Umlauting rules left over from Proto-Germanic.  Analogous to English drink
umlauting to drank and drunk and sing to sang, sung but think (same vowel)
umlauting to thought, thought.  And work, a different vowel from think,
umlauting to wrought, wrought.  Of course, in Old English the verbs were 
singan, drincan, thencan, and wercan... there the umlauting was regular. 

English has few such rules (work, for example, has already been 
regularized), which is the only point I was trying to make.  And as time 
goes on, such irregularities will go away.  If you listen on the streets 
of the US, in many places the third person singuar inflection has 
disappeared, and 'to be' has been regularized in conjugation as well 'I 
be, you be, he be, we be, I was, you was, we was, etc.)  The times, they 
are a-changin'.

> > 			Verbs
> >
> > English has four forms for weak verbs (walk, walks, walked, walking) while
> > German has ten (kaufe, kaufst, kauft, kaufen, kaufte, kauftest, kauftet,
> > kauften, gekauft, kaufend). 
> 
> This argument is flawed.  You're mixing endings and tenses.

I am mixing endings and tenses, yes, but they are both inflections.  
Again, English inflects less information into its particles, which means 
a student doesn't have to learn a gender and case marker to use a word.

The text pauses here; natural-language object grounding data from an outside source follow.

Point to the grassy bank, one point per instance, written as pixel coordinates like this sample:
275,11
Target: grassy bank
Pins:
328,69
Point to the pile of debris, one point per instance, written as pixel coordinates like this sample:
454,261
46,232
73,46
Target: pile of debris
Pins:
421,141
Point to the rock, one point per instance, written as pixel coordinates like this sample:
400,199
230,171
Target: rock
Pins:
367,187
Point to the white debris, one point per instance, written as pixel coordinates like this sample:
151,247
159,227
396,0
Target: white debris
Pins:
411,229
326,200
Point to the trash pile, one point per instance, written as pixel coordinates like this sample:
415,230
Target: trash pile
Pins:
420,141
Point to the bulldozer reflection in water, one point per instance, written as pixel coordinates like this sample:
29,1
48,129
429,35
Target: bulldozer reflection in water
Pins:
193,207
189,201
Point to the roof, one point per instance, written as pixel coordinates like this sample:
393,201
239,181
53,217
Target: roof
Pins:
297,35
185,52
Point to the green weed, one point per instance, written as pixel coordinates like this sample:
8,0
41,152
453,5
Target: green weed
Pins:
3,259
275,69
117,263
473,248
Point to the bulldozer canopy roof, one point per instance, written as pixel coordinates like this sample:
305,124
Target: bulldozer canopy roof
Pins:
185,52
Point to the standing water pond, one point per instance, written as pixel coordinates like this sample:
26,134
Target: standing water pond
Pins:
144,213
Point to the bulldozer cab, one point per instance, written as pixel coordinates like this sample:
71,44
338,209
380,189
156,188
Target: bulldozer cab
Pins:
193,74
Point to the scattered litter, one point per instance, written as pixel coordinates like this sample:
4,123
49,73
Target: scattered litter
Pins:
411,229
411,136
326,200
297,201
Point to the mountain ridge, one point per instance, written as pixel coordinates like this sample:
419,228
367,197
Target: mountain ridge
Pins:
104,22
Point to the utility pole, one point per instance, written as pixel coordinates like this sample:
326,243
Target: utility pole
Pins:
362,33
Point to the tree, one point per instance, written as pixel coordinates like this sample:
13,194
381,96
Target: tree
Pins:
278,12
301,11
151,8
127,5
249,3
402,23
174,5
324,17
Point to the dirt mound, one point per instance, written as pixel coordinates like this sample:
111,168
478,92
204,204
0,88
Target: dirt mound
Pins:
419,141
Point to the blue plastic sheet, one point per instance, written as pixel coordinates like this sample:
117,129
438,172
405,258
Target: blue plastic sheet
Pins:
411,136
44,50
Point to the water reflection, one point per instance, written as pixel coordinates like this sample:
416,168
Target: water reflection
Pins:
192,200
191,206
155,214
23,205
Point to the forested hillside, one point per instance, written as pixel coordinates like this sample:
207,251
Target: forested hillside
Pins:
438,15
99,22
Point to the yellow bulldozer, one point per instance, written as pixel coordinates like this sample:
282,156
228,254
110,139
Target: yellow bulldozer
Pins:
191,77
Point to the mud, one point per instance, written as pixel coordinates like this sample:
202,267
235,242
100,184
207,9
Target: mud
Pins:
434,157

> > If you want a really good (bad?) example of
> > vestigal spelling, though, you could always look at French, e.g., quel and
> > quelle, both pronounced [kwel].  French las lost a gender distinction in
> > the spoken language, but retained it in the written one!
> 
> That depends on where in France you are.  The 'e' at the end of
> 'quelle' is definitely pronounced in the South, and also for emphasis
> in the North.  And this is just one aspect of gender.  If somebody
> says "Tu es folle", you don't need to read it to know they're talking
> to a female.

This is true.  Of course, my grandparents still use 'hit' for the neuter 
pronoun... (Of course, they don't use the dual pronouns anymore, so 
there's still hope for them)

> I think I'd go for Spanish as easier than English.

:)

Marc.

--
A child of five could understand this!  Fetch me a child of five.